|Straight from city council
A personal view,
by Councillor Steve Morris
The statement by the Mayor last week that Tauranga City Council was ‘insolvent’ caught many by surprise, including Councillors and Council staff. It was a bold statement, but is Council ‘insolvent’? Or in other words, bankrupt? No, not even close.
At the end of a debate on rates increases the Mayor said: "we're insolvent. If we were a business, we would be calling the receivers now." This statement was dutifully repeated widely by the media without challenge or investigation so let’s look at the facts.
Inland Revenue defines insolvency as when your debt exceeds your assets or when debts can’t be paid when due. In both cases, Council meets its obligations and remains solvent.
Council’s net debt by June 2021 is forecast to be $680m with net assets of $4.1b; far from insolvent. You can’t sell roads though; if we exclude all the land in the road corridor the city still has more than $1.3b in assets. What about paying our debts? Our annual interest costs are just over $20m or less than 10 per cent of our $266m annual revenue; again, quite solvent.

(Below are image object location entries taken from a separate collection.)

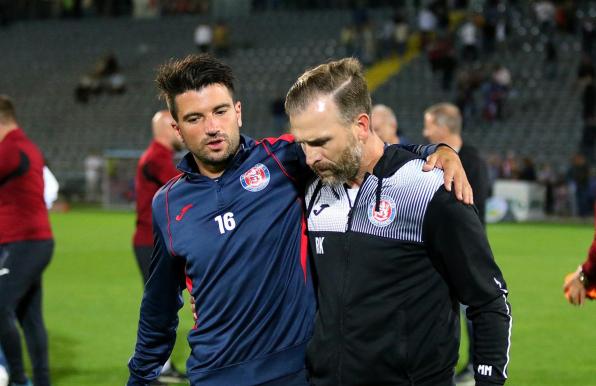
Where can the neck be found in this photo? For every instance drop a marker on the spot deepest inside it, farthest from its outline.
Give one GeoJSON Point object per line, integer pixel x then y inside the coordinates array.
{"type": "Point", "coordinates": [454, 141]}
{"type": "Point", "coordinates": [6, 128]}
{"type": "Point", "coordinates": [165, 142]}
{"type": "Point", "coordinates": [372, 151]}
{"type": "Point", "coordinates": [211, 171]}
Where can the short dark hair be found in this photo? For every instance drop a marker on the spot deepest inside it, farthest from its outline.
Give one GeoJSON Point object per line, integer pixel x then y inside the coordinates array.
{"type": "Point", "coordinates": [343, 79]}
{"type": "Point", "coordinates": [7, 112]}
{"type": "Point", "coordinates": [192, 73]}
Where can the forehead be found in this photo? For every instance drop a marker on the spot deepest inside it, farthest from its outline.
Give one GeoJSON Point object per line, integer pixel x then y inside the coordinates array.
{"type": "Point", "coordinates": [204, 98]}
{"type": "Point", "coordinates": [319, 118]}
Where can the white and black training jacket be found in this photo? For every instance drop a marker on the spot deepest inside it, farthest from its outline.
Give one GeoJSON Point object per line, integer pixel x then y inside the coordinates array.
{"type": "Point", "coordinates": [392, 264]}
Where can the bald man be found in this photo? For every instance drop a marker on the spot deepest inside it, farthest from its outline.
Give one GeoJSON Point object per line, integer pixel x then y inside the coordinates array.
{"type": "Point", "coordinates": [384, 123]}
{"type": "Point", "coordinates": [155, 168]}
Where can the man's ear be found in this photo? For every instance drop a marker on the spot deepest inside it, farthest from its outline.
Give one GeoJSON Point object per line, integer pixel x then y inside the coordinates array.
{"type": "Point", "coordinates": [177, 130]}
{"type": "Point", "coordinates": [363, 129]}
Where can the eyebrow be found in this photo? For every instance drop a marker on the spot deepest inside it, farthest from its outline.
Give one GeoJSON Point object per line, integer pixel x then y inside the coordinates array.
{"type": "Point", "coordinates": [193, 113]}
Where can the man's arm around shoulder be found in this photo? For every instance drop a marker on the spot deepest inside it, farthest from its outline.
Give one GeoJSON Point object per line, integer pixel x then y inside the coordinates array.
{"type": "Point", "coordinates": [459, 249]}
{"type": "Point", "coordinates": [159, 314]}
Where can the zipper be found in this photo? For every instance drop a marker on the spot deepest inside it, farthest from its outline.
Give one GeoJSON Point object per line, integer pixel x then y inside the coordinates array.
{"type": "Point", "coordinates": [347, 240]}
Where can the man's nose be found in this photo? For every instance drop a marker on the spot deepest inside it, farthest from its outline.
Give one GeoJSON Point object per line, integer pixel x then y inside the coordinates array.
{"type": "Point", "coordinates": [312, 155]}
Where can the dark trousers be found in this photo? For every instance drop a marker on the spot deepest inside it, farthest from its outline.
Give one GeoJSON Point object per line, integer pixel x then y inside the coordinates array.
{"type": "Point", "coordinates": [296, 379]}
{"type": "Point", "coordinates": [143, 255]}
{"type": "Point", "coordinates": [21, 267]}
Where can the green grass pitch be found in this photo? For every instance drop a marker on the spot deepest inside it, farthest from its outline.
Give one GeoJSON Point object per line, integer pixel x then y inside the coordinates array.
{"type": "Point", "coordinates": [93, 290]}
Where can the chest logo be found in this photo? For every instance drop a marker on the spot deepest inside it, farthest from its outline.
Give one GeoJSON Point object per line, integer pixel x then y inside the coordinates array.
{"type": "Point", "coordinates": [256, 178]}
{"type": "Point", "coordinates": [386, 213]}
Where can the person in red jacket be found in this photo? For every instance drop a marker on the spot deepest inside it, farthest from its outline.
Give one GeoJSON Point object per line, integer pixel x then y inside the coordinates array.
{"type": "Point", "coordinates": [582, 283]}
{"type": "Point", "coordinates": [26, 247]}
{"type": "Point", "coordinates": [156, 166]}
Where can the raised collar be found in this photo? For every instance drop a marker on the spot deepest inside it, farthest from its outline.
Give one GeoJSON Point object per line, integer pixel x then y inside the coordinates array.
{"type": "Point", "coordinates": [189, 167]}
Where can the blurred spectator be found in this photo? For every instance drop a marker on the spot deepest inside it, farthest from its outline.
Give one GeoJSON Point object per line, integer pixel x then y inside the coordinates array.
{"type": "Point", "coordinates": [145, 9]}
{"type": "Point", "coordinates": [203, 37]}
{"type": "Point", "coordinates": [493, 163]}
{"type": "Point", "coordinates": [562, 203]}
{"type": "Point", "coordinates": [527, 172]}
{"type": "Point", "coordinates": [489, 28]}
{"type": "Point", "coordinates": [221, 39]}
{"type": "Point", "coordinates": [510, 166]}
{"type": "Point", "coordinates": [545, 15]}
{"type": "Point", "coordinates": [384, 124]}
{"type": "Point", "coordinates": [278, 111]}
{"type": "Point", "coordinates": [347, 40]}
{"type": "Point", "coordinates": [468, 81]}
{"type": "Point", "coordinates": [106, 76]}
{"type": "Point", "coordinates": [468, 35]}
{"type": "Point", "coordinates": [441, 11]}
{"type": "Point", "coordinates": [550, 60]}
{"type": "Point", "coordinates": [441, 55]}
{"type": "Point", "coordinates": [588, 35]}
{"type": "Point", "coordinates": [585, 68]}
{"type": "Point", "coordinates": [579, 177]}
{"type": "Point", "coordinates": [589, 98]}
{"type": "Point", "coordinates": [387, 43]}
{"type": "Point", "coordinates": [427, 24]}
{"type": "Point", "coordinates": [93, 175]}
{"type": "Point", "coordinates": [366, 35]}
{"type": "Point", "coordinates": [495, 93]}
{"type": "Point", "coordinates": [548, 178]}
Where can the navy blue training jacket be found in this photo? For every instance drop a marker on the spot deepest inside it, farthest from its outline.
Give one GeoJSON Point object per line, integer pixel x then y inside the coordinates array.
{"type": "Point", "coordinates": [238, 244]}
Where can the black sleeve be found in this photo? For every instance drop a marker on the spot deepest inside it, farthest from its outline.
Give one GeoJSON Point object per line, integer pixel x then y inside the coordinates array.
{"type": "Point", "coordinates": [459, 249]}
{"type": "Point", "coordinates": [158, 319]}
{"type": "Point", "coordinates": [22, 168]}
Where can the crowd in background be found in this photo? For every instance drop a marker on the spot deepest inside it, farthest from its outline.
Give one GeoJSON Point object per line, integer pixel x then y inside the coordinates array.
{"type": "Point", "coordinates": [462, 41]}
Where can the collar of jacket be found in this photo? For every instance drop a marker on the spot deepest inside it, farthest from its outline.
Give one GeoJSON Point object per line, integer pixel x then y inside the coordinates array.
{"type": "Point", "coordinates": [393, 158]}
{"type": "Point", "coordinates": [189, 167]}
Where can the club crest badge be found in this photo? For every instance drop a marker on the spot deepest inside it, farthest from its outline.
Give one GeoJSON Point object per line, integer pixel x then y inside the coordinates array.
{"type": "Point", "coordinates": [256, 178]}
{"type": "Point", "coordinates": [386, 213]}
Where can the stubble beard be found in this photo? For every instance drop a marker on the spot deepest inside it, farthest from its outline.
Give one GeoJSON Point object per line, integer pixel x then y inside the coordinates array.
{"type": "Point", "coordinates": [221, 159]}
{"type": "Point", "coordinates": [346, 168]}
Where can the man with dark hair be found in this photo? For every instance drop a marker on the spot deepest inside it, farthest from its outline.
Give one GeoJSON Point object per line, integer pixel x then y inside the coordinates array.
{"type": "Point", "coordinates": [26, 246]}
{"type": "Point", "coordinates": [394, 251]}
{"type": "Point", "coordinates": [384, 124]}
{"type": "Point", "coordinates": [231, 229]}
{"type": "Point", "coordinates": [155, 168]}
{"type": "Point", "coordinates": [442, 124]}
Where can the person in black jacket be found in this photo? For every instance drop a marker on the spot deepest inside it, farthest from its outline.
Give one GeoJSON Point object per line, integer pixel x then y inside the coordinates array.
{"type": "Point", "coordinates": [442, 124]}
{"type": "Point", "coordinates": [394, 251]}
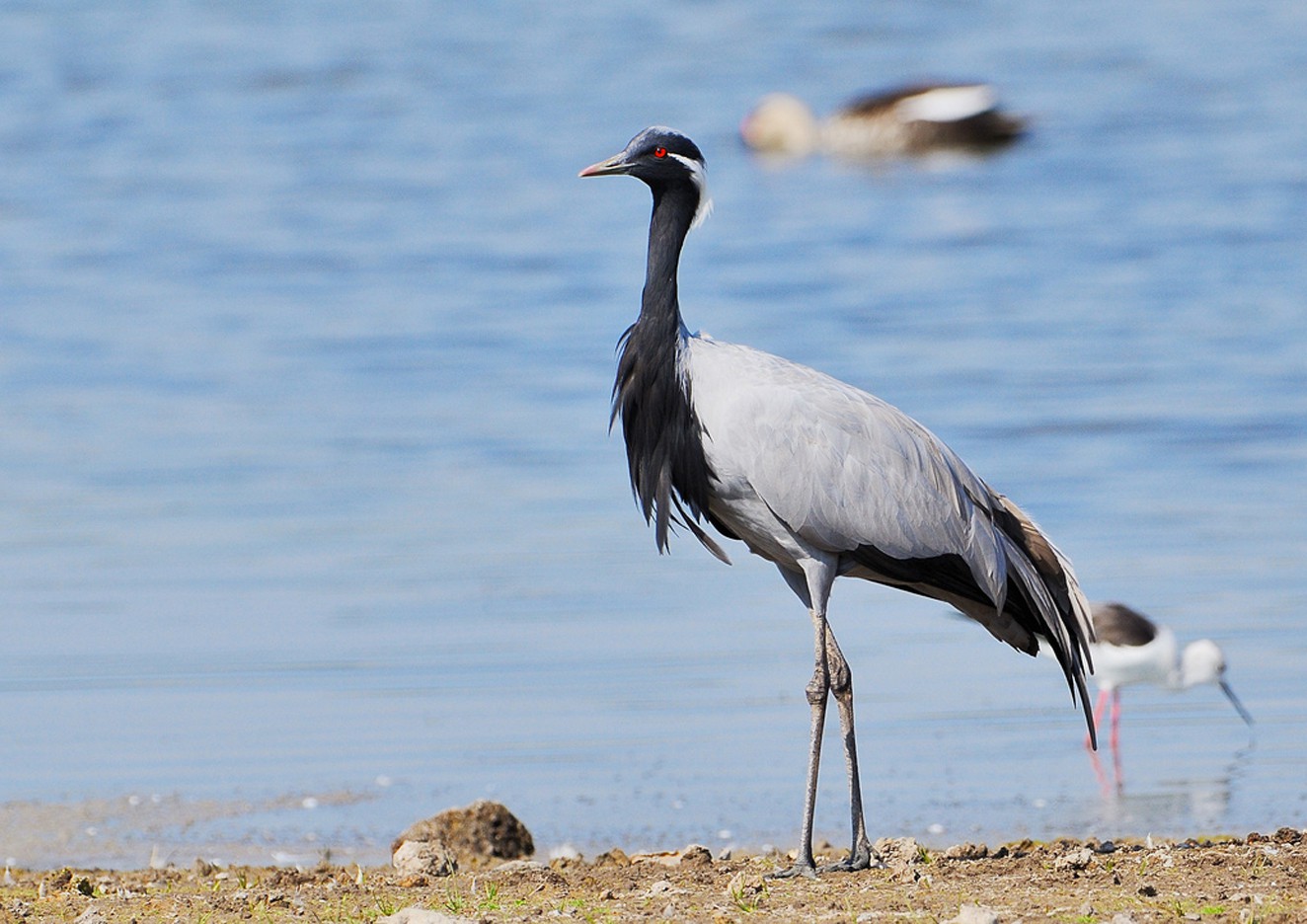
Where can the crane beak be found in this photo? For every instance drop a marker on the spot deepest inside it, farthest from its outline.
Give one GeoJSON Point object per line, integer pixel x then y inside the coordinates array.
{"type": "Point", "coordinates": [613, 166]}
{"type": "Point", "coordinates": [1234, 701]}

Alone, we have challenges funding the amount of infrastructure needed for future subdivisions but claiming we’re ‘insolvent’ and whipping up double-digit rates rises every year on current residents to pay for future residents and developers’ profits isn’t the answer. Council needs to be a credible, co-investment partner with Government and Regional Council. Exaggerated claims of insolvency undermine confidence. We cool heads and a cool set of facts to build trust.